Dallo schifo alla spiegazione del perché di questo modo di agire.
Poco dopo, ai piedi del blocco aveva trovato uno sgabellino, solo per lui, su cui salire e potersi sedere anche in situazioni di urgenza.
Della scuola, a parte qualche episodio minimo, che faceva parte comunque della vita scolastica, ricordava la maestra.
A distanza di decenni ne ricordava ancora il cognome.
Il nome proprio, no, a quei tempi non erano in uso né il tu né i nomi delle insegnanti.
La ricordava piccola, dolce e calma. Più avanti l'avrebbe associata nel ricordo alla maestrina con la penna rossa sul cappellino di un famoso libro di lettura per ragazzi. E forse, nella dolcezza del ricordo, c'era l'inconscio tentativo di ricordo della mamma; le suore, che ricordava con affetto, erano appunto suore quindi non potevano nel cuore di un bimbo sostituire la mamma.
L'unica che, almeno nella memoria, poteva farlo, era la maestra.
Delle altre memorie di quel periodo, resta un'estate al mare, in colonia. Ma anche di quell'esperienza aveva ricordi leggeri: la luce azzurrina che di notte illuminava la stanza dove lui e altri bambini dormivano; e una specie di crema al gusto di nocciola, che pare fosse americana.

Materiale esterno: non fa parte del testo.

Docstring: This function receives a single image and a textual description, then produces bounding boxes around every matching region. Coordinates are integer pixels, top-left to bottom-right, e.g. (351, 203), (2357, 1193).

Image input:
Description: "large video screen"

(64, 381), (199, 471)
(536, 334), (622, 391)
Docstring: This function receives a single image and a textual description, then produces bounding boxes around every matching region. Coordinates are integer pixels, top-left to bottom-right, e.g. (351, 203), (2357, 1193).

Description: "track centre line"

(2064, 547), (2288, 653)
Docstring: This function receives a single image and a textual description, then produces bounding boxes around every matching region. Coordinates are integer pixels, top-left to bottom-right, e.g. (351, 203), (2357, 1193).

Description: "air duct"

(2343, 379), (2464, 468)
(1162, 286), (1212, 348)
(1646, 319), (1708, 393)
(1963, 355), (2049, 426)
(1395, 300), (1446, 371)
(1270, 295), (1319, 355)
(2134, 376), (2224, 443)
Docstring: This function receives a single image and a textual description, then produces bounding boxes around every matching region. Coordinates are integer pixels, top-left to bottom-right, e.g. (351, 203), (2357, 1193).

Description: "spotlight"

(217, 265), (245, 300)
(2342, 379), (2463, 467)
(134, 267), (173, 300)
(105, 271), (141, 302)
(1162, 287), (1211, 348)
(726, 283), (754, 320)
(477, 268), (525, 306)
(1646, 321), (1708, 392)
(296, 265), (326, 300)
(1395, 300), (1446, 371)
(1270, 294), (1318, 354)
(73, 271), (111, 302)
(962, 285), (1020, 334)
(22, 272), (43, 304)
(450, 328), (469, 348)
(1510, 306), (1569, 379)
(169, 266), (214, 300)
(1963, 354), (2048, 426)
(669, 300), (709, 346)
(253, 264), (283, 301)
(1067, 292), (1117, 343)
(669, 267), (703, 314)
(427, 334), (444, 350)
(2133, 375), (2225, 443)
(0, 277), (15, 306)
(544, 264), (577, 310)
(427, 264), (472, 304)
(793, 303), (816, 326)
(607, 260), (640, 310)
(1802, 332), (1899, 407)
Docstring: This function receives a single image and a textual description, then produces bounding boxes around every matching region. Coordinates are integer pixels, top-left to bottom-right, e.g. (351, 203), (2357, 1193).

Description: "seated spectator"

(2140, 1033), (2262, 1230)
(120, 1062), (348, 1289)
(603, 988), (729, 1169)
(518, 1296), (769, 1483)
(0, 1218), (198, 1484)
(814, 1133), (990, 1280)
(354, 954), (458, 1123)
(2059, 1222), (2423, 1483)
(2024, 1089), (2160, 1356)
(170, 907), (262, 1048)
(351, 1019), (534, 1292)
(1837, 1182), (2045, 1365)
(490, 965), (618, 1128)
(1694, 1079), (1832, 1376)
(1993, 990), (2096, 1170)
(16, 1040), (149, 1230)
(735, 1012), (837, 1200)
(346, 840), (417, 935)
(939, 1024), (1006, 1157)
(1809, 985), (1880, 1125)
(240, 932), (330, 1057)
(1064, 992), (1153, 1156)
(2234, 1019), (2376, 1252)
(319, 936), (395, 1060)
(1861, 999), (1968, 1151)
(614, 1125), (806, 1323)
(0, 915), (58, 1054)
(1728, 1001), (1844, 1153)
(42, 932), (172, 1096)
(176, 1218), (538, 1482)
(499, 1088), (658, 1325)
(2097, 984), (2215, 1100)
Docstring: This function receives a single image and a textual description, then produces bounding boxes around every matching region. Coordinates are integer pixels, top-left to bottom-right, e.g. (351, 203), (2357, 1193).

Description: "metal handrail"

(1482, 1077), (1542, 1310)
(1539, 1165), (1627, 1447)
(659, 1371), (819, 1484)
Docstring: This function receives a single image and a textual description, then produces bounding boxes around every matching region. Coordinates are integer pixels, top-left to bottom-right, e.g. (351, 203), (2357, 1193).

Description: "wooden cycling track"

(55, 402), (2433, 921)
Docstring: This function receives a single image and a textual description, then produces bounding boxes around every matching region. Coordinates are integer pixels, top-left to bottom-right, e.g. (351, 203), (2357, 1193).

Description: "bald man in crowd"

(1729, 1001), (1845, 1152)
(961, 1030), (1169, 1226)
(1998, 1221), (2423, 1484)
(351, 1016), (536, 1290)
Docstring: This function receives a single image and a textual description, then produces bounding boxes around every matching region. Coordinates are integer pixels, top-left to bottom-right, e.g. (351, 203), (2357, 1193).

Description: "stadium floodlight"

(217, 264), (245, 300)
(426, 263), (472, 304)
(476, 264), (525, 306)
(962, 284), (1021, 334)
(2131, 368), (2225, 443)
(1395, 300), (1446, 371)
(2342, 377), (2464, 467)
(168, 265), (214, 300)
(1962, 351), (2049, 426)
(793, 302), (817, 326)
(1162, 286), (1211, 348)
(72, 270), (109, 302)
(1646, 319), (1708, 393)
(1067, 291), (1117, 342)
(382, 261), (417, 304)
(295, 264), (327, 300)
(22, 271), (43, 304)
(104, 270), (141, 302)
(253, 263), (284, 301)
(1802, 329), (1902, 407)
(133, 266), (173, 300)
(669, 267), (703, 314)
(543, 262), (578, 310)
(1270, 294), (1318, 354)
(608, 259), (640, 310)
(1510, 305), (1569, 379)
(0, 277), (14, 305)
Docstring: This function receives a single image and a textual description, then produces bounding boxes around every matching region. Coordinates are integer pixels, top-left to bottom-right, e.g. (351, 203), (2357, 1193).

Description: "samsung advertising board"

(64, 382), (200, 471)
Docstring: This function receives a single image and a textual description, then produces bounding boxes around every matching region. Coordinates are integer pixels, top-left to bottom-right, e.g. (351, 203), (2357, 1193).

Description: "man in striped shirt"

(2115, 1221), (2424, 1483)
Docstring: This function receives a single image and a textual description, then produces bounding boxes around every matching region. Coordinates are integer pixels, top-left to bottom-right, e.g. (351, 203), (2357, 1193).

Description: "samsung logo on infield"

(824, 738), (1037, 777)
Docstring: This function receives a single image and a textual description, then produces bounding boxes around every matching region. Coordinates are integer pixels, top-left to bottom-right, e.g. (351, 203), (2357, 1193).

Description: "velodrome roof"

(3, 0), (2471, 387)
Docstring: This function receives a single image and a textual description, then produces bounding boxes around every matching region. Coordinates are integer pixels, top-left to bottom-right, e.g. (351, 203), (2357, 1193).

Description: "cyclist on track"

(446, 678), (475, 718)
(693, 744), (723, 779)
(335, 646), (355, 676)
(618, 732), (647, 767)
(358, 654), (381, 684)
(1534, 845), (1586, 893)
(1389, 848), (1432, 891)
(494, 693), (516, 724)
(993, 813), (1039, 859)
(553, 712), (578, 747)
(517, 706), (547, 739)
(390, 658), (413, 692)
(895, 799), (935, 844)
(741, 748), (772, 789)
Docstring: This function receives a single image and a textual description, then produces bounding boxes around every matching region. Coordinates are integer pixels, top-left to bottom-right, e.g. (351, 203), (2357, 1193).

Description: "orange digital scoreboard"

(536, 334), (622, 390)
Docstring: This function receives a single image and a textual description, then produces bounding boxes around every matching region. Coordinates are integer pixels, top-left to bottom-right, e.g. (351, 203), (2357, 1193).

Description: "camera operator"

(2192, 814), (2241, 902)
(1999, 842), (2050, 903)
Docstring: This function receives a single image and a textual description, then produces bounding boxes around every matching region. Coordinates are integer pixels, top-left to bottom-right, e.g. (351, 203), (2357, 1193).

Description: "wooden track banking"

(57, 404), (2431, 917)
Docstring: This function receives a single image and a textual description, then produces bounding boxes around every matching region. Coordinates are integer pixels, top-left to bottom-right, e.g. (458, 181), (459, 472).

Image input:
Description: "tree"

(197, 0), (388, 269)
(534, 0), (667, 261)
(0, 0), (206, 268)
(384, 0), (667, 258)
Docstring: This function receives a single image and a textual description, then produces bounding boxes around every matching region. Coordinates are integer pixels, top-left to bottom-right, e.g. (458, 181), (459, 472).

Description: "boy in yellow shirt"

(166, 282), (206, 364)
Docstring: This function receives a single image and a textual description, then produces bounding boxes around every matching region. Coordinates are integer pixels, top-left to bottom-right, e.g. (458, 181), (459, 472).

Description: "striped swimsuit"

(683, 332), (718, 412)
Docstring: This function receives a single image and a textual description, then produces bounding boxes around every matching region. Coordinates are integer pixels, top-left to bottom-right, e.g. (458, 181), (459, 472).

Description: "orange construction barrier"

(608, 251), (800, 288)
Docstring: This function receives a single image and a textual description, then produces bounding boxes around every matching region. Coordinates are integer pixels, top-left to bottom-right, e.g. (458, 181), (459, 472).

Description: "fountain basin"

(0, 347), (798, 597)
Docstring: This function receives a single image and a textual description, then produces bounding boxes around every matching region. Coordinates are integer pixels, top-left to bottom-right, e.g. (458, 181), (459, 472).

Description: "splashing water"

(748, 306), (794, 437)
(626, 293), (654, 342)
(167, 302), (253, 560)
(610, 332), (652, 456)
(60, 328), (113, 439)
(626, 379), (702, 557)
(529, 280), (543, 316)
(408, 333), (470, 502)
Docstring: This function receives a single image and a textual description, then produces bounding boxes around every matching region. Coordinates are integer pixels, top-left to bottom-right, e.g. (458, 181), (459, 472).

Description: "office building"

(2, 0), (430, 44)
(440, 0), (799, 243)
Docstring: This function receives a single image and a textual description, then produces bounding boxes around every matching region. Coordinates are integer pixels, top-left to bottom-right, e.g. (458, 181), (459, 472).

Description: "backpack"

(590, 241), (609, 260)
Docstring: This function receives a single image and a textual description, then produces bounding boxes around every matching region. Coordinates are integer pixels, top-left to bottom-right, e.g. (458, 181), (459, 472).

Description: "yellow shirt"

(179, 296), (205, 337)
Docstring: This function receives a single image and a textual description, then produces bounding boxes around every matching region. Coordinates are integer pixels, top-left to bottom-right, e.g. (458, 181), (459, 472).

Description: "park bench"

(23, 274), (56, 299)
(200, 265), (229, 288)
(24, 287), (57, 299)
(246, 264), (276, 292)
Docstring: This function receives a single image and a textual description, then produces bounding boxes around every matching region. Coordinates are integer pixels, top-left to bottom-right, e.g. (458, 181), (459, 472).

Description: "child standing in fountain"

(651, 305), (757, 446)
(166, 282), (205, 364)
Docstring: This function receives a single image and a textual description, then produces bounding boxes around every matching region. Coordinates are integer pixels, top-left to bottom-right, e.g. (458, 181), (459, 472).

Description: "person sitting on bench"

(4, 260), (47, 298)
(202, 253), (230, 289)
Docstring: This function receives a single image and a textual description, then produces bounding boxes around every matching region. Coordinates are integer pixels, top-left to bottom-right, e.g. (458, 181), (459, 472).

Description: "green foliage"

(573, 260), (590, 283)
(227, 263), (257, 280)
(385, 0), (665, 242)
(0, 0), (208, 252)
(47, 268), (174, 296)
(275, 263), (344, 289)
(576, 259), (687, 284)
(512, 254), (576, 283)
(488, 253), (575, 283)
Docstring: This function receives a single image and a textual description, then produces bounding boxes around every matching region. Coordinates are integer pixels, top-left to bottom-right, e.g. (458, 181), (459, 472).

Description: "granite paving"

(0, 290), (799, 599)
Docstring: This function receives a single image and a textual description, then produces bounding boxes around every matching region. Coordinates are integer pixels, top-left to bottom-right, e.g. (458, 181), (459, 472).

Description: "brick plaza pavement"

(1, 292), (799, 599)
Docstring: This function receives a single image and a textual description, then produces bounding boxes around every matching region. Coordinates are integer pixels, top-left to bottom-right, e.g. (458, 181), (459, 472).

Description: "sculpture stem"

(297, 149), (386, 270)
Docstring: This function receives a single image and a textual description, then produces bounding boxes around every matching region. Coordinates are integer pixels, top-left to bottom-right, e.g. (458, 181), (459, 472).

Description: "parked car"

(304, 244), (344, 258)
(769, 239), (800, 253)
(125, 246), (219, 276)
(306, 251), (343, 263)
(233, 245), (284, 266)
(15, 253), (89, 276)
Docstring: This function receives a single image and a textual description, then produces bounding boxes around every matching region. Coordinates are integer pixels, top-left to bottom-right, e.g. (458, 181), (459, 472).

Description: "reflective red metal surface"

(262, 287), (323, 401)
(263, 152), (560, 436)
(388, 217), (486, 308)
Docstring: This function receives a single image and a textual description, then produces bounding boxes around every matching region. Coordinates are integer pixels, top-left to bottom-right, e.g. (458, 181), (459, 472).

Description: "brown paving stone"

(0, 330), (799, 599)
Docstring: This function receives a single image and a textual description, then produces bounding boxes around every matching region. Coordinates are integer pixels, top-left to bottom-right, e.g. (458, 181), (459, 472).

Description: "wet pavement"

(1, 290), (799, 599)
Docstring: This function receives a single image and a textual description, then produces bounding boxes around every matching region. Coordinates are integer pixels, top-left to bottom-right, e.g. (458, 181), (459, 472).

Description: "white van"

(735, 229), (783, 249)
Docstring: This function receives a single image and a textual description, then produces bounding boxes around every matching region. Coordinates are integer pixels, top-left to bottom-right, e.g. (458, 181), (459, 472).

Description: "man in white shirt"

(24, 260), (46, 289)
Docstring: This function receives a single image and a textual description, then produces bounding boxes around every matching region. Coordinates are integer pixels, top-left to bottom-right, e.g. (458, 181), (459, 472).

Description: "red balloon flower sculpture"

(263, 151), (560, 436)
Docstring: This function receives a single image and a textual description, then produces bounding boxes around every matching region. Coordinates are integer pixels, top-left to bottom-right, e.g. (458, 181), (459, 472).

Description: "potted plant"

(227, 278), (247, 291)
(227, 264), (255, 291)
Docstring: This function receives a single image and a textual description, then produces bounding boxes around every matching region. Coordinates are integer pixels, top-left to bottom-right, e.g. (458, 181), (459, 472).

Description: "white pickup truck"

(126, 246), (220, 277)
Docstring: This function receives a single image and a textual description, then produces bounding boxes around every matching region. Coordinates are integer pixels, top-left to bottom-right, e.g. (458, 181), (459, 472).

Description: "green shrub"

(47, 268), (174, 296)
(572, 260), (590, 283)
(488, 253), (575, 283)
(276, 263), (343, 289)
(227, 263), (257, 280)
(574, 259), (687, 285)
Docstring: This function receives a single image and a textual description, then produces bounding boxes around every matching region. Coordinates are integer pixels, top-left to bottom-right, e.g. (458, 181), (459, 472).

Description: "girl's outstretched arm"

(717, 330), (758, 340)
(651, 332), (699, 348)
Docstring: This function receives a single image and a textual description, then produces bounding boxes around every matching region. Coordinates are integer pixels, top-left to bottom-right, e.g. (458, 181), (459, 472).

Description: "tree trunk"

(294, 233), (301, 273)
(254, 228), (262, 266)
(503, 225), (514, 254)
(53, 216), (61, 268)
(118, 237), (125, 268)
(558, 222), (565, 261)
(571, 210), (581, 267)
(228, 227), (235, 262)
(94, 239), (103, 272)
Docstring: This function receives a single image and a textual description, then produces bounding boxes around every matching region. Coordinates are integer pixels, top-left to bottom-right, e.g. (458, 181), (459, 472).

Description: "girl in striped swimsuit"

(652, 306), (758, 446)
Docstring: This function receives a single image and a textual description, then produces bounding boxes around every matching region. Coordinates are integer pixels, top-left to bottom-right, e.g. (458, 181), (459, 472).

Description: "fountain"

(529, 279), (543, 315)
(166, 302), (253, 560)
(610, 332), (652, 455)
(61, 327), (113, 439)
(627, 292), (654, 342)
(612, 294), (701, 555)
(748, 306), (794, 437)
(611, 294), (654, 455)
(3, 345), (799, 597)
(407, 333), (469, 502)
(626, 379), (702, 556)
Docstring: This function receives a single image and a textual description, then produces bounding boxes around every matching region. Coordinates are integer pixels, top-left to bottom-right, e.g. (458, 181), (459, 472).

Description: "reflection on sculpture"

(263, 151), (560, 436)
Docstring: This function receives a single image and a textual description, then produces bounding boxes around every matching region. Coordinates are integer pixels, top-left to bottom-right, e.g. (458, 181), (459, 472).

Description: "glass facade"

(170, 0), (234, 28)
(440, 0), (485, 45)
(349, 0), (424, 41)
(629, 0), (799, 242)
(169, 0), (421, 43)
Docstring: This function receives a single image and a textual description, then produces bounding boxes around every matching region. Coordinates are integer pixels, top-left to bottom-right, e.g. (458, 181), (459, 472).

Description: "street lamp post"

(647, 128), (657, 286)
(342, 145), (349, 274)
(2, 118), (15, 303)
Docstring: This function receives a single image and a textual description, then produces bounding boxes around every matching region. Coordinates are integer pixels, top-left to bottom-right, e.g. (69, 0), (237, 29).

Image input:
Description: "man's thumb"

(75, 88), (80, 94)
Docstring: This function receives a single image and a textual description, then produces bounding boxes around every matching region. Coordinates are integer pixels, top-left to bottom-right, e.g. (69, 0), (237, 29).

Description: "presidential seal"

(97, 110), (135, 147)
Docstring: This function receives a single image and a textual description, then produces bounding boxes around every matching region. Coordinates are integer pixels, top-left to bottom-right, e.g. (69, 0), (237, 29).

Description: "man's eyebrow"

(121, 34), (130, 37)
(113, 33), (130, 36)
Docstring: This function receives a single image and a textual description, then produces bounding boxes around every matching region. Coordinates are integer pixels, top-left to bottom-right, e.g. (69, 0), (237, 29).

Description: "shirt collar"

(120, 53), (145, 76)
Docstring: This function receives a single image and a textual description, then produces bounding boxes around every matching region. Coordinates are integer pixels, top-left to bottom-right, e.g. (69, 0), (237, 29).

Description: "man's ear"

Altro ancora: la festa patronale del paese, con bancarelle lungo la strada principale, con enormi pezzi di torrone che i venditori tranciavano a pezzettoni con coltellacci. Lui teneva d'occhio le operazioni di taglio, qualche scaglia restava sempre sul tavolaccio, e i più gliele lasciavano raccogliere per far provare anche a lui il gusto di quel dolce, che gli altri pagavano.
Magari contavano sull'acquisizione di un nuovo cliente, per un futuro lontano.
E poi il barbiere.
Allora i barbieri portavano un camice bianco, come i medici.
Forse aveva avuto a che fare con questi, e non ne era stato conquistato, fatto sta che il camice del barbiere era odiato come quello dei dottori; e la visita a questo artigiano era accompagnata da pianti e vani tentativi di fuga.